Joint Mortgage, Sole Proprietor: How It Works and Why It Saves Tax
A joint mortgage with a sole proprietor structure lets a couple borrow using two incomes while only one person owns the property. Here is when it makes sense and what the risks are.
Published: 17 Mar 2026 · Updated: 17 Mar 2026 · 6 min read
A Joint Borrower Sole Proprietor (JBSP) mortgage allows multiple people to be named on the mortgage (and therefore use their combined income for affordability purposes) while only one person is registered as the legal owner of the property at HM Land Registry.
The Most Common Use Case
The most common use of JBSP is a parent helping an adult child buy their first home. The child cannot borrow enough on their income alone, so the parent joins the mortgage to increase the borrowing capacity. However, the parent does not want to be an owner because:
- Being on the title would mean the purchase attracts the 3% additional dwelling SDLT surcharge (as the parent already owns a home)
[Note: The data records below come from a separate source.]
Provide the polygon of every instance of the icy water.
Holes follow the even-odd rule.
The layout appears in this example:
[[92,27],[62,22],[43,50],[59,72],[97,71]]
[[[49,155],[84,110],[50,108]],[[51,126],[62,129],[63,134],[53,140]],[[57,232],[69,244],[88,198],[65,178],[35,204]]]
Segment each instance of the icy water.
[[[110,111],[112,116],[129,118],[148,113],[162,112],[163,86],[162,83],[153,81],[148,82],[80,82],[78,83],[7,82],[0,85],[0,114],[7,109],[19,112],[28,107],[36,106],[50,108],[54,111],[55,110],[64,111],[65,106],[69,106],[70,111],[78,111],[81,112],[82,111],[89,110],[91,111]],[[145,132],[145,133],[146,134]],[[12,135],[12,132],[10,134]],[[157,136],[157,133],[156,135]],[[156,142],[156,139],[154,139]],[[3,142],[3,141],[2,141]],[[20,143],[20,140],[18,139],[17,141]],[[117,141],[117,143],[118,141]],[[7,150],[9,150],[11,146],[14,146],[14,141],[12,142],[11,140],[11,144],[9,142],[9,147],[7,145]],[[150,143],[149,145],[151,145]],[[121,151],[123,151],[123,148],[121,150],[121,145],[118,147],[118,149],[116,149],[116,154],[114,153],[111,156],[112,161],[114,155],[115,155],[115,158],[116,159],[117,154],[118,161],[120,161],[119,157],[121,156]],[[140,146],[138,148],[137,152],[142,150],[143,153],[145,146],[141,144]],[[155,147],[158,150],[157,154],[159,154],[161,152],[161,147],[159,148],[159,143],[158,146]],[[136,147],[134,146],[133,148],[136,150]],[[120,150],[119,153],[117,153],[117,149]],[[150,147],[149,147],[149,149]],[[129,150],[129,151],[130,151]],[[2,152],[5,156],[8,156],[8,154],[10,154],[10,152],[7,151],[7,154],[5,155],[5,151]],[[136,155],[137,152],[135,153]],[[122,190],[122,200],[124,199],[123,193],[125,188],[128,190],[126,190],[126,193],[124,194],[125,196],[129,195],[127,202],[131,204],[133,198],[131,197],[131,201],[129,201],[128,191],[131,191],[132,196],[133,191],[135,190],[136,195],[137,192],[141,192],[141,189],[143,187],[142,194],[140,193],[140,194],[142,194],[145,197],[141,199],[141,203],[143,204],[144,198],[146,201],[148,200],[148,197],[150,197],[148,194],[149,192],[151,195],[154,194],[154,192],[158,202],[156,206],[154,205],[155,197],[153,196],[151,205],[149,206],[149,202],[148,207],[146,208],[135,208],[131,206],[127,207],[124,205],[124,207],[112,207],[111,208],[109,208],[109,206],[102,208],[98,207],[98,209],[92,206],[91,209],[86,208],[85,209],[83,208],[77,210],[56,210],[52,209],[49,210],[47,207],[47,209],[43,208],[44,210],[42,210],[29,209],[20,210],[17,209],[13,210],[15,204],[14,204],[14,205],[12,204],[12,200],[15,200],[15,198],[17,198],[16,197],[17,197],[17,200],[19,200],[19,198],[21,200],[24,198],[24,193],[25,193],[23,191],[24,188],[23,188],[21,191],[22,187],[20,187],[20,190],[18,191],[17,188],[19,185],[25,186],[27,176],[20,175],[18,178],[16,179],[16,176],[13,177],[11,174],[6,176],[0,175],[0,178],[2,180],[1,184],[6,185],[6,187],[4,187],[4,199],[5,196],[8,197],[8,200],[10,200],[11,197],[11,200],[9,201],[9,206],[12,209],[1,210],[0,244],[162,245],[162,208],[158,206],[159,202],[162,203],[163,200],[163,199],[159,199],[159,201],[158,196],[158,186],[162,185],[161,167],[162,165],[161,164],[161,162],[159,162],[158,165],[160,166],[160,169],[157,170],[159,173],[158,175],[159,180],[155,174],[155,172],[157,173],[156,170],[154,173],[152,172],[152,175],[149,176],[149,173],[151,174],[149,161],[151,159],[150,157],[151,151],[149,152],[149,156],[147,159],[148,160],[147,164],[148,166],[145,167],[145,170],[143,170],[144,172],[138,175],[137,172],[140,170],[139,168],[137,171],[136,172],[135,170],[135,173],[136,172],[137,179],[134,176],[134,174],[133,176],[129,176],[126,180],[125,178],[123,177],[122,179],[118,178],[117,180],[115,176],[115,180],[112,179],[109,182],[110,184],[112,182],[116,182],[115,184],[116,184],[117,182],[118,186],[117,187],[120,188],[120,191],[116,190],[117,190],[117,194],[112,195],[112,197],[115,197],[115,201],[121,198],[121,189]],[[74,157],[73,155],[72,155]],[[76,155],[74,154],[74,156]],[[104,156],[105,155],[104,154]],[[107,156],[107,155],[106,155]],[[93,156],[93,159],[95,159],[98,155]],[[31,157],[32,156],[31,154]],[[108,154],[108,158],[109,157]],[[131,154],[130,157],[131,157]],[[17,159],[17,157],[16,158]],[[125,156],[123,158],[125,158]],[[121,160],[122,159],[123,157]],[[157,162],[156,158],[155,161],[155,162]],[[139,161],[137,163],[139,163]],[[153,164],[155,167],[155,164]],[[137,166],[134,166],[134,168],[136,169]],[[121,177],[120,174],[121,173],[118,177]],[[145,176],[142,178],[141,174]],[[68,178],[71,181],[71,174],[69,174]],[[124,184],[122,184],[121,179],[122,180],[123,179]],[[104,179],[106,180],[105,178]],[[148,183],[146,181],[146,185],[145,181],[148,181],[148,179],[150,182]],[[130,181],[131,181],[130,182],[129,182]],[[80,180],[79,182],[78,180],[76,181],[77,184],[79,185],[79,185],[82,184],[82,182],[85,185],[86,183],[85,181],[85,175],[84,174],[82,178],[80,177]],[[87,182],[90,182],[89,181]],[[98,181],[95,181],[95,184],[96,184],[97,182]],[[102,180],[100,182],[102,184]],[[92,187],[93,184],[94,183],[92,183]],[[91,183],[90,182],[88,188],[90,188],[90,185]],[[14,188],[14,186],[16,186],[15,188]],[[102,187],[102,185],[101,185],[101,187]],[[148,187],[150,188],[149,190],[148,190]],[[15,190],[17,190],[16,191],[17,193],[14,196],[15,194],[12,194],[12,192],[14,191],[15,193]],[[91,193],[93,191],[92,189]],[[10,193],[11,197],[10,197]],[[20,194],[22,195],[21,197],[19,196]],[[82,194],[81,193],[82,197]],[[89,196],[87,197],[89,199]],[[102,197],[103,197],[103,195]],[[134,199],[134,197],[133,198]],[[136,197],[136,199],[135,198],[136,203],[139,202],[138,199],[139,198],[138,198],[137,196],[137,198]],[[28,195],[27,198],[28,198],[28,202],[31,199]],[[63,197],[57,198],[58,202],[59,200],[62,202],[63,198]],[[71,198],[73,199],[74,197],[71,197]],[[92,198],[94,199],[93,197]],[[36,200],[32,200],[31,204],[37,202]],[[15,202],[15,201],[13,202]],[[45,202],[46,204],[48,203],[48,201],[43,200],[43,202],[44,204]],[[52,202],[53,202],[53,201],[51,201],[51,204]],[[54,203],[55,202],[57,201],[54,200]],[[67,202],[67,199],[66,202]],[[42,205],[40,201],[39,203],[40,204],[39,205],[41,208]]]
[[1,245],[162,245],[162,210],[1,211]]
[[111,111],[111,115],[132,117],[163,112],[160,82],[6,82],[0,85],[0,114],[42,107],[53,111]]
- Being an owner could affect the child’s first-time buyer stamp duty relief
- The parent does not want (or need) an ownership stake
By being a joint borrower but not a proprietor, the parent’s income is counted, the child owns 100%, and first-time buyer SDLT relief is preserved (subject to HMRC’s rules).
How It Works
- All borrowers (both the child and the parent) are fully responsible for the mortgage payments
- Only the sole proprietor (the child) is on the title register at HM Land Registry
- Both borrowers undergo the lender’s affordability and credit assessment
- The property’s purchase price is based on combined income
The Stamp Duty Position
First-time buyer SDLT relief (0% on the first £300,000 in England) is available if the buyer is a first-time buyer and the property will be their only home. A parent who co-owns another property cannot be a proprietor without triggering the additional dwelling surcharge. As a JBSP borrower (not a proprietor), the parent does not affect the stamp duty position.
**Important:** HMRC’s rules on this area have been tested and can be complex. Always take specialist stamp duty advice before proceeding, particularly if the child has previously owned property.
Lenders That Offer JBSP
Not all lenders offer JBSP mortgages. Those that typically do include:
- Barclays (Family Springboard Mortgage)
- Bath Building Society
- Newbury Building Society
- Various specialist lenders
Terms vary significantly. A whole-of-market broker is essential for identifying the most suitable product.
Risks for the Joint Borrower (Parent)
The non-owner borrower takes on significant risk:
- **Full liability:** If the child cannot pay, the parent is fully responsible for the mortgage
- **Credit impact:** The mortgage appears on the parent’s credit file; it affects their own borrowing capacity
- **Relationship risk:** Financial entanglement can complicate relationships
The parent should take independent legal advice before entering a JBSP arrangement.
Exit Strategy
When the child’s income increases sufficiently, the parent can be removed from the mortgage by remortgaging in the child’s sole name. This requires the mortgage to pass affordability on the child’s income alone at that point.
Alternatives
- **Guarantor mortgage:** The parent guarantees the mortgage rather than being a co-borrower. Similar practical effect, different legal structure.
- **Declaration of Trust:** Parent makes a cash gift for the deposit, protected by a declaration that it is a gift (not a loan) to satisfy lender requirements.
- **Family offset mortgage:** Some lenders allow a family member to use their savings as collateral to reduce the child’s effective LTV without being on the mortgage.